Editorial: Bribery and insurance shouldn’t mix

Aug 4, 2012

The following article was published in the Tampa Bay Times on August 4, 2012:

Bribery and insurance shouldn’t mix

www.tampabay.com

It’s been clear for years that brand-name property insurance companies will not cover more Florida homeowners no matter how high their premiums are set. But rather than create a different model for property insurance, the state-run Citizens Property Insurance Corp. has a new brainstorm to tempt the private market: bribes. The idea is as offensive as that description, and it ought to be abandoned before private insurers start naming their price.

Out of touch in Tallahassee, Gov. Rick Scott and many Republican legislators continue to sing the praises of competition and the private market place in a situation where free enterprise isn’t working. Property insurance is either not accessible or not affordable in much of the state, yet homeowners with mortgages are required to purchase coverage. Now Citizens is pondering whether to pay private insurers to take some of its 1.4 million policies, presumably those with the least risk.

The bottom line for consumers: Millions of dollars in premiums they have paid to Citizens would be sent to private insurers. Then their policies would be transferred to those private insurers — and the private insurers would dramatically raise their rates. Nothing about that corporate welfare strategy is fair to Floridians who shouldn’t be gouged based on fuzzy calculations about what might happen in a 1-in-100-year hurricane.

Florida has been on a lucky streak, with no hurricanes striking the state in six years. That has enabled Citizens to build more than $5.6 billion in reserves as it continues to raise premiums by up to the 10 percent cap set by the Legislature. That is a reasonable approach to gradually raise rates in a way that is predictable and most homeowners can manage. In fact, the state’s insurance consumer advocate projects that Citizens could cover claims now from a 1-in-25-year hurricane without making any poststorm assessments while some private insurers could fail. It makes no sense to use premiums collected by Citizens to pay private insurers to take on Citizens customers — and then force those customers to pay more for coverage that may not be there when they need it.
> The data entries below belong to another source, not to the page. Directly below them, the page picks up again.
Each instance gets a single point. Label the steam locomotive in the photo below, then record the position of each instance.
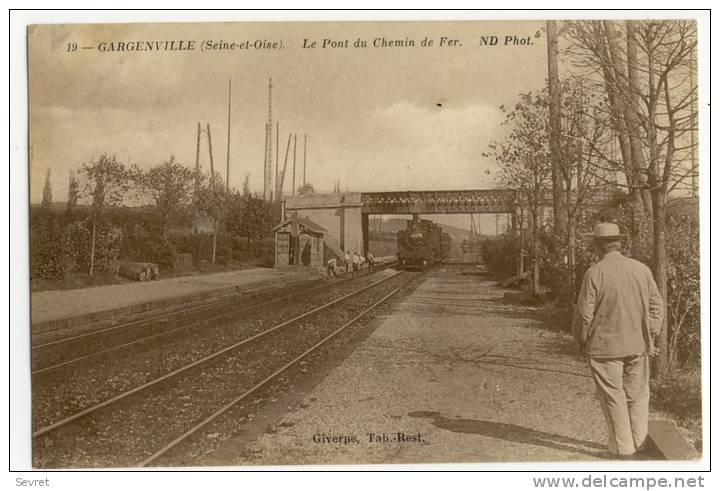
(422, 244)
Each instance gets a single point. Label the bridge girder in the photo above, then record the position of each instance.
(432, 202)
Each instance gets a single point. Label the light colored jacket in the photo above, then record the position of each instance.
(619, 309)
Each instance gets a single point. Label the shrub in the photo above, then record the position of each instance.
(46, 251)
(108, 239)
(501, 256)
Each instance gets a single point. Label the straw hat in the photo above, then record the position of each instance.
(607, 231)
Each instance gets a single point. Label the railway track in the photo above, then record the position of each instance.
(60, 352)
(140, 425)
(72, 388)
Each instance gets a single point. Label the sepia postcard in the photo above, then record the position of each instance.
(365, 242)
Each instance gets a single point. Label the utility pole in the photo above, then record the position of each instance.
(212, 166)
(197, 159)
(281, 182)
(294, 159)
(227, 170)
(304, 159)
(267, 187)
(277, 158)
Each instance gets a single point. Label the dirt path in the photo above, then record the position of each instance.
(453, 374)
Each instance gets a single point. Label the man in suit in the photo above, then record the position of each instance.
(619, 311)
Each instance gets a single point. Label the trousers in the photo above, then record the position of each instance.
(623, 390)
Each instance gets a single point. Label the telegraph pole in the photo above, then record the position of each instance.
(212, 166)
(294, 159)
(227, 165)
(277, 159)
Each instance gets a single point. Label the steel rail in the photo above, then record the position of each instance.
(85, 412)
(180, 328)
(262, 383)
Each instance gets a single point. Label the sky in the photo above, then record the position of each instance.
(376, 118)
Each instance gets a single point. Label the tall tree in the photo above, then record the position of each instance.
(559, 216)
(169, 185)
(211, 201)
(47, 191)
(73, 192)
(524, 162)
(652, 96)
(106, 182)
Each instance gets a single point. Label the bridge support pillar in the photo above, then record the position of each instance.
(366, 233)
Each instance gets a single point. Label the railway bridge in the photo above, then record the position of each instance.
(345, 216)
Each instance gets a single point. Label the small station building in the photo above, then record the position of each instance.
(295, 235)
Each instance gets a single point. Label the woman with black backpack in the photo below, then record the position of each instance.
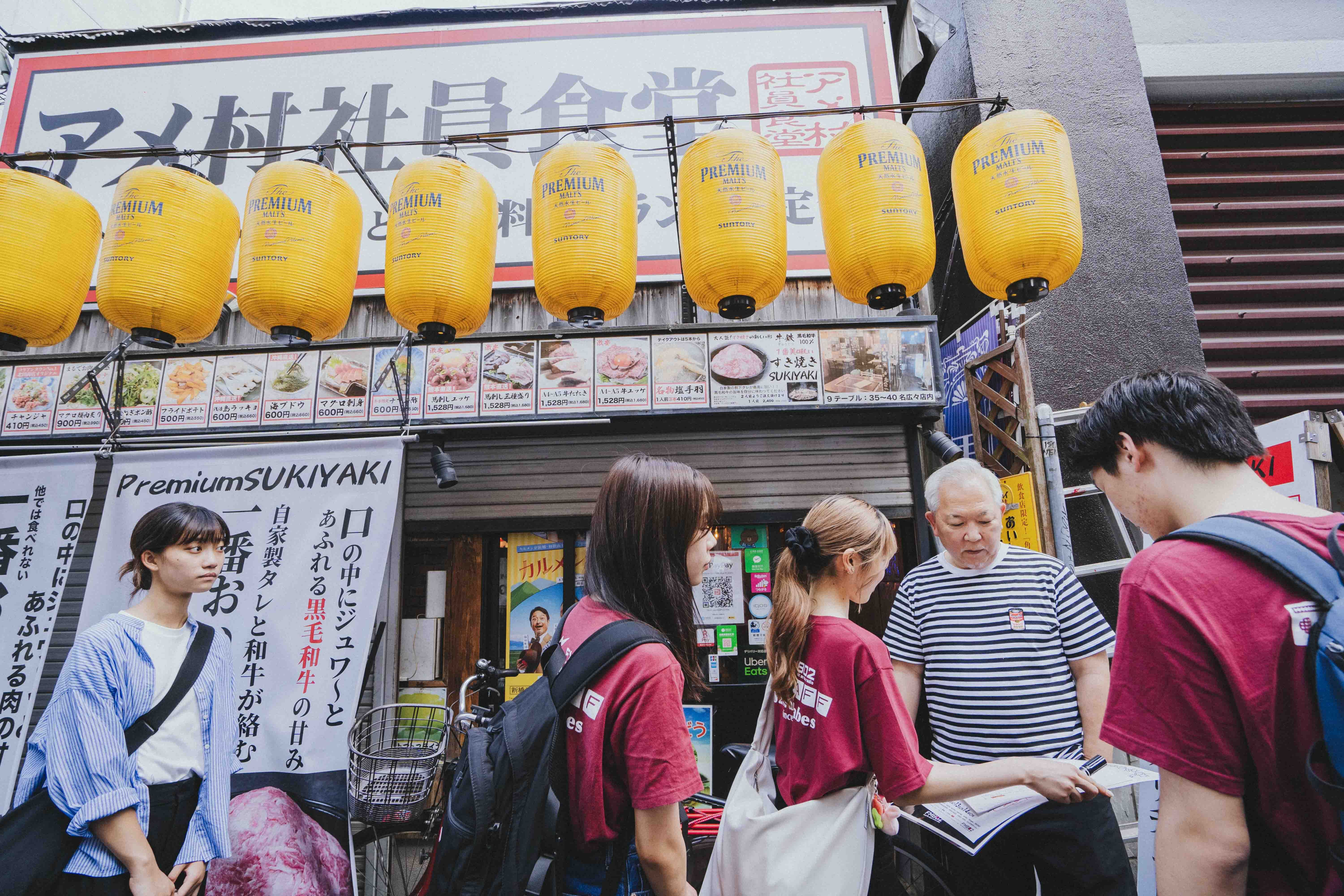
(631, 762)
(149, 823)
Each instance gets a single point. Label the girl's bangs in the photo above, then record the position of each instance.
(204, 526)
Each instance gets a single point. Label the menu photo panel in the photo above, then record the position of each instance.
(565, 375)
(83, 413)
(236, 397)
(185, 394)
(32, 402)
(343, 378)
(454, 381)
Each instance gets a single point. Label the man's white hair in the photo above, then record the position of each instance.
(964, 472)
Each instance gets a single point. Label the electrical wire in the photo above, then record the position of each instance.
(486, 139)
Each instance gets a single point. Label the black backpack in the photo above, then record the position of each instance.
(505, 828)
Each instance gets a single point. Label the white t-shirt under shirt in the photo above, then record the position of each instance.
(177, 750)
(995, 645)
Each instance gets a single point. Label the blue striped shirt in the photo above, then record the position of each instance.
(79, 749)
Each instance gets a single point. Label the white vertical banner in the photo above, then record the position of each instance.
(1148, 795)
(311, 530)
(44, 502)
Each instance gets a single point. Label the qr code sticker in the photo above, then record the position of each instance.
(718, 592)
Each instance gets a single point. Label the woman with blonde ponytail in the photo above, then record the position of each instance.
(838, 714)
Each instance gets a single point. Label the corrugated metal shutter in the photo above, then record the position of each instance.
(72, 602)
(761, 471)
(1259, 197)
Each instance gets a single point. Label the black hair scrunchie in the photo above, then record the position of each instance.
(803, 546)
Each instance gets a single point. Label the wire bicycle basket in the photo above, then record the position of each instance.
(394, 756)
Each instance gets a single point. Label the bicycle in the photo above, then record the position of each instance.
(390, 868)
(396, 756)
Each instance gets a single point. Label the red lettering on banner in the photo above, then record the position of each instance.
(1276, 465)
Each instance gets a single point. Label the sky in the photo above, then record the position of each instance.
(26, 17)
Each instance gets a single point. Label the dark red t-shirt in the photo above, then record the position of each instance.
(847, 719)
(1209, 683)
(627, 739)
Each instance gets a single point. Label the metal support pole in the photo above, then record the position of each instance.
(689, 312)
(397, 378)
(360, 170)
(1056, 485)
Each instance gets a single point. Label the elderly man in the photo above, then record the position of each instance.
(1011, 655)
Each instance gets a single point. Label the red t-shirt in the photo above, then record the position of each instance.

Yet the governor continues to pressure Citizens to reduce its number of policyholders, and Citizens is determined to drive away its customers by making their lives as miserable as possible. It’s one thing to seek to raise rates to roughly the 10 percent cap, as the insurer’s board voted last week. But Citizens also is significantly scaling back what sorts of losses it will cover, unconscionably raising rates for sinkhole coverage and aggressively reinspecting homes to raise millions in premiums under the guise of weeding out fraud in hurricane mitigation discounts. At least the Citizens board rejected a sneaky plan last week to lift the rate cap on new policies and to limit nonflood water damage coverage to an inadequate $15,000.

Citizens is on a positive glide path, despite the reckless use by Scott and others of wild estimates of damage by record hurricanes that wipe out the state. The reality is that Florida homeowners cannot possibly afford premiums high enough to cover up-front the damage from 1-in-100-year hurricanes. The state always will need federal aid, assessments on policies and other assistance to help rebuild after a major catastrophe. Bribing private insurers with money paid by Citizens policyholders to take their policies away from Citizens and then jack up the rates is not the answer.